Don't think I've shared this here before. When I was like 11 or 12 I was dicking around with my friends making baking soda and vinegar bombs, you know when you fill a water bottle with said ingredients and seal it off and wait for the fun to happen? Well we ran out of water bottles, and thought "hey, more bottle more better right?!" so we used a 2 litre pop bottle. The problem is, those things are pressure rated, so it doesn't go off on its own. Cue the stick poking, kicking, and eventually throwing. It was a blast, and then came my turn again to have a click at the plastic cat. So I overhead throw it like donkey kong, but by the will of the gods it lands perfectly in the cap: reference figure one for an accurate example:
So yes, the 2L goes rocketing towards me at approximately Mach 10, heading straight for below the belt. BUT. Time freezes. My life, and the life of my future childrens', flashes before my eyes. I feel my pupils dilate, the blood coursing through every capillary, and I summon the ninja-level strength and agility to leap out of the way. I'm saved! ...except for my knee.
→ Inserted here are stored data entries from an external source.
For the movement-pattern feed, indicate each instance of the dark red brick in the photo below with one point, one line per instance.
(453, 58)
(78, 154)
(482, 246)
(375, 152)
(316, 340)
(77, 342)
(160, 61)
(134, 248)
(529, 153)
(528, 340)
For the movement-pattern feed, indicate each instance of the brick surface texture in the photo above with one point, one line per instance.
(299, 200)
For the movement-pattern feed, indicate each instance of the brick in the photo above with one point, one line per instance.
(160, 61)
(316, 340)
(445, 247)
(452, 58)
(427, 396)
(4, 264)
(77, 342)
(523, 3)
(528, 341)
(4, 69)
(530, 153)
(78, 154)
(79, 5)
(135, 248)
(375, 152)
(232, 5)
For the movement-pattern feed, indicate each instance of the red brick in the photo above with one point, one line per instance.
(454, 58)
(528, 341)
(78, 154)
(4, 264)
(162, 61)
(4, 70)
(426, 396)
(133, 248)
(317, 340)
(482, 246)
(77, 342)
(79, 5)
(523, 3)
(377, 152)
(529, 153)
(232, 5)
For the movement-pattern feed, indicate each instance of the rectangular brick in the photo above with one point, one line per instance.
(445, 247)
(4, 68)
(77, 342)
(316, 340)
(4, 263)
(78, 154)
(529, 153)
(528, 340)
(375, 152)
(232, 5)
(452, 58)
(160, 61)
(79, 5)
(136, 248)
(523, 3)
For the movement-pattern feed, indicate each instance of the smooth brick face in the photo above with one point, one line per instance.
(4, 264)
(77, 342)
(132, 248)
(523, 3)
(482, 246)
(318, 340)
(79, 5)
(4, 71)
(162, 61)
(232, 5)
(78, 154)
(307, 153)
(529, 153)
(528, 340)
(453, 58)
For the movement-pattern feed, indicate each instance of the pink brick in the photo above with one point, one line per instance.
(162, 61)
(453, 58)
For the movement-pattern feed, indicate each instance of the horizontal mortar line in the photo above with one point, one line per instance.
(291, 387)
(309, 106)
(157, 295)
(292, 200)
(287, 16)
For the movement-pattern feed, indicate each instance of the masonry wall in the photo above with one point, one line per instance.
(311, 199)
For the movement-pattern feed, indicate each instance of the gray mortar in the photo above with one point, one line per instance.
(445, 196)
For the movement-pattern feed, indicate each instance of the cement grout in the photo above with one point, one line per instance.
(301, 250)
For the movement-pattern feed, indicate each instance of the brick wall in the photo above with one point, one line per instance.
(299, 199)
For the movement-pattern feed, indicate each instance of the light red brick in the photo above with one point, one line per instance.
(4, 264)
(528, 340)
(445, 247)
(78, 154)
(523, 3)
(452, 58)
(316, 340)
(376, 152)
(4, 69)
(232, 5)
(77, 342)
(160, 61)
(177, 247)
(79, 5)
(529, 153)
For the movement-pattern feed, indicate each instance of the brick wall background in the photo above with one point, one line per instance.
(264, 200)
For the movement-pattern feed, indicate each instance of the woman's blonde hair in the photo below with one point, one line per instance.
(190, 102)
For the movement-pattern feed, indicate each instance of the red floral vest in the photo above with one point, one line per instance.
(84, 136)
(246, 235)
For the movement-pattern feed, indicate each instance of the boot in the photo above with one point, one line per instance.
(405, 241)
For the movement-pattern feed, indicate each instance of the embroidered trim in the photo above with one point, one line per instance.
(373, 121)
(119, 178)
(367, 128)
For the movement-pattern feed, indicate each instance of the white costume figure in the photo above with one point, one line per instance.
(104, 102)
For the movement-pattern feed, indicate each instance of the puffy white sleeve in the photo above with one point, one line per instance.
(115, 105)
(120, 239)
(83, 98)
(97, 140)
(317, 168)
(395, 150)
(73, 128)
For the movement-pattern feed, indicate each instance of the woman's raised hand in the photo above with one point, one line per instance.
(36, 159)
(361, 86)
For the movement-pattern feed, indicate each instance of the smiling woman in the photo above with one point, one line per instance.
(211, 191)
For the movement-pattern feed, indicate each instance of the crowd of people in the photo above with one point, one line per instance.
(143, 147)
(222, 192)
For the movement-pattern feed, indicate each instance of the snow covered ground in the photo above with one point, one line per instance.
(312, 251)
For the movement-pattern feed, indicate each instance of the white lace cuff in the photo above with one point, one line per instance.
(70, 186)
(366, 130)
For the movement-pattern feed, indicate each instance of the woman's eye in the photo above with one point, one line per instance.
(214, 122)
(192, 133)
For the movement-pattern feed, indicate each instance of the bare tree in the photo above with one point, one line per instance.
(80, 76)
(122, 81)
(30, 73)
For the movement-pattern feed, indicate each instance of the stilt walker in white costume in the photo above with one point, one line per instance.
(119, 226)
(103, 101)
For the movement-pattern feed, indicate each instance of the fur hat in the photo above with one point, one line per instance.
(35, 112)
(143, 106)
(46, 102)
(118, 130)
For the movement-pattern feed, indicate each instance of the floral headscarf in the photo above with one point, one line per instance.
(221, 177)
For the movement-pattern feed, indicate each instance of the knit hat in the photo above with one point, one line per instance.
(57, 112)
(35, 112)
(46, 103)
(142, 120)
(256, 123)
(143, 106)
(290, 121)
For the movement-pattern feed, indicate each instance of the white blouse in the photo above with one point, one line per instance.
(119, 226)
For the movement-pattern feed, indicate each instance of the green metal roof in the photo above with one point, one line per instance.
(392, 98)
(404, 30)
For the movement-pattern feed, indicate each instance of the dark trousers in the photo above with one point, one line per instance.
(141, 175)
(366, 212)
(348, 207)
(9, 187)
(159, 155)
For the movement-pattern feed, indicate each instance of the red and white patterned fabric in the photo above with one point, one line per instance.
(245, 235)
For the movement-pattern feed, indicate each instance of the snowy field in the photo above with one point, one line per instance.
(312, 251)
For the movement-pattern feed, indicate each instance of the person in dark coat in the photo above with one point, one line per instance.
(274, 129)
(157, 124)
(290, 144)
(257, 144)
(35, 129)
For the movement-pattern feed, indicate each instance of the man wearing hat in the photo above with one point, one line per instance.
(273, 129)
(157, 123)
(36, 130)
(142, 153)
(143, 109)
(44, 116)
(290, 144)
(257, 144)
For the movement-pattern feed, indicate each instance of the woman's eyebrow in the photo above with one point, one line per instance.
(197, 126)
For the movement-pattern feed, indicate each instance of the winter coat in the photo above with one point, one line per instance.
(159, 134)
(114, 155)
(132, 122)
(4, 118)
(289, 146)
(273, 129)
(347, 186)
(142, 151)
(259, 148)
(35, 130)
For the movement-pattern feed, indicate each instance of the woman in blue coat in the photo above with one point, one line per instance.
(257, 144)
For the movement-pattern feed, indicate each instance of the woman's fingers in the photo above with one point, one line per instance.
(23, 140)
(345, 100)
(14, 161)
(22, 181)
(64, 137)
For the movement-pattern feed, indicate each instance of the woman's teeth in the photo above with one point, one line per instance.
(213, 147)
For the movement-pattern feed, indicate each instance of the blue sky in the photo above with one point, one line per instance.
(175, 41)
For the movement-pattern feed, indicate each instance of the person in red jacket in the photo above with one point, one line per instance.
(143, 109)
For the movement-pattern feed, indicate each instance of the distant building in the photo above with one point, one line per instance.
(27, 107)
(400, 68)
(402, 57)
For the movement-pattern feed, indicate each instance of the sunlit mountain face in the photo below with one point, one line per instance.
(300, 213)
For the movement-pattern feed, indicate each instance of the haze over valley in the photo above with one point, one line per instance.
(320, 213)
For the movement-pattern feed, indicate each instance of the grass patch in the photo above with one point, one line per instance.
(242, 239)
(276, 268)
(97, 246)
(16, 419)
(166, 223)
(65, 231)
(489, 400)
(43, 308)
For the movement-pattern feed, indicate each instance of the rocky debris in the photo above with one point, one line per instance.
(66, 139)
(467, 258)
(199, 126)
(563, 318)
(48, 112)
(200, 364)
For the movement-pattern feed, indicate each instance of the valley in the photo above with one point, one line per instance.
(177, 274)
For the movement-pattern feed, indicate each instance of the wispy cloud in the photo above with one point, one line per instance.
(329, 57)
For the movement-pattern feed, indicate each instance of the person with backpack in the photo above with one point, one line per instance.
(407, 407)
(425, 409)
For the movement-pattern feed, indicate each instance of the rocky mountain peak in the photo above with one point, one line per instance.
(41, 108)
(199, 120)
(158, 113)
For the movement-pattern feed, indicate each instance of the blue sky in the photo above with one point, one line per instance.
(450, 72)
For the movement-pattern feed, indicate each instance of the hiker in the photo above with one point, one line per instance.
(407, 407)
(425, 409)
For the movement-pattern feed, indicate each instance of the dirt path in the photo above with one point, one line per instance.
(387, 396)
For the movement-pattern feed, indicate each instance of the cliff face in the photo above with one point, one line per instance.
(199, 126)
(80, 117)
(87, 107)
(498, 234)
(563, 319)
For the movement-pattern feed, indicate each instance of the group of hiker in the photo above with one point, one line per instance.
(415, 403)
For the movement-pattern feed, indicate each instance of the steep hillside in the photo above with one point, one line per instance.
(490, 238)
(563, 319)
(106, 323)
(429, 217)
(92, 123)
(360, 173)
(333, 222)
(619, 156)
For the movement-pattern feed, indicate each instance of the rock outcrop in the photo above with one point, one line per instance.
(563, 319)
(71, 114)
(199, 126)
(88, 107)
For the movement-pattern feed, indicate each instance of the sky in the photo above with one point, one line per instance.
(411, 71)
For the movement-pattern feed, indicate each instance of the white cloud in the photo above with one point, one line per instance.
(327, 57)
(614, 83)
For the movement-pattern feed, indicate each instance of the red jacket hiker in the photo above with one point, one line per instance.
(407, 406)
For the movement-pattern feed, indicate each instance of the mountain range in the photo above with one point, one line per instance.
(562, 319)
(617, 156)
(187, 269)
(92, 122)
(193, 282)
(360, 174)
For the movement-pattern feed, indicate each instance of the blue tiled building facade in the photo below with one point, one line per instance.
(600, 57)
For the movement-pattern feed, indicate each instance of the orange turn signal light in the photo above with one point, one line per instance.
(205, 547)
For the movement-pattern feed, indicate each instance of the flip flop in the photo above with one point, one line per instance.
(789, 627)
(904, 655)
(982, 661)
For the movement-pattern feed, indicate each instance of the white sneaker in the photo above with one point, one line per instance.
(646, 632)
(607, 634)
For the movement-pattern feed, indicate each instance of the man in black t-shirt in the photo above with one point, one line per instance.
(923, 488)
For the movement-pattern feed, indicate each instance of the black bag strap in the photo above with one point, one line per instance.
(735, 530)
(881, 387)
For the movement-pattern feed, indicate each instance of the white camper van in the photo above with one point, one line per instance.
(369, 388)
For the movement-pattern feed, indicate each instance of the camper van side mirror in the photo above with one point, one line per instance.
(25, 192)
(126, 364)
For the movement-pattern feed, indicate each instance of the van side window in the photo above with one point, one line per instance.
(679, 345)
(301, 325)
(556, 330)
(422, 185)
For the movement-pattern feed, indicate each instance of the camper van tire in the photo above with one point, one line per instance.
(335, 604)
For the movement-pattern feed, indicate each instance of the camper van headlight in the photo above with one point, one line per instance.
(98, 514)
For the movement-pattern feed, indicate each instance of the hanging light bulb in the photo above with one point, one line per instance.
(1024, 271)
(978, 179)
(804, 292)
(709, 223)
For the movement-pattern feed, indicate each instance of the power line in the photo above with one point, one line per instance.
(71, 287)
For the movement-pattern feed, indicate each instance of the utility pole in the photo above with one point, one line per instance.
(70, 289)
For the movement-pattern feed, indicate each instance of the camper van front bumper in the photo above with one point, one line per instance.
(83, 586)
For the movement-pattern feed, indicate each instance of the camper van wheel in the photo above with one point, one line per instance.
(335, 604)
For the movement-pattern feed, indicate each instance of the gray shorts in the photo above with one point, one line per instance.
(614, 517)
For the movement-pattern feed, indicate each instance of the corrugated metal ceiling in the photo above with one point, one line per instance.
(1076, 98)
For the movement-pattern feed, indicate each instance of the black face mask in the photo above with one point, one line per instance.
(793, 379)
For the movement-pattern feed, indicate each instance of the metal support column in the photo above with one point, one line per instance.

The way I got the dangerous targets out of the line of fire requires me to somehow flail my leg up and put the side of my knee into the path.
And so it strikes.
It was about a third full of vinegar, so it felt about like a medium baseball bat swing right to the nerves and bones around in there. The only evidence remaining is a photo I found in a a backup of my moms phone, here's the bruise after about two or three days I think:
Note how that's the pattern of the bottom of the 2L bottles. Or the flowers in the sky in Bikini Bottom. Or Hawaiian shorts.
so yeah. that's the story of the week.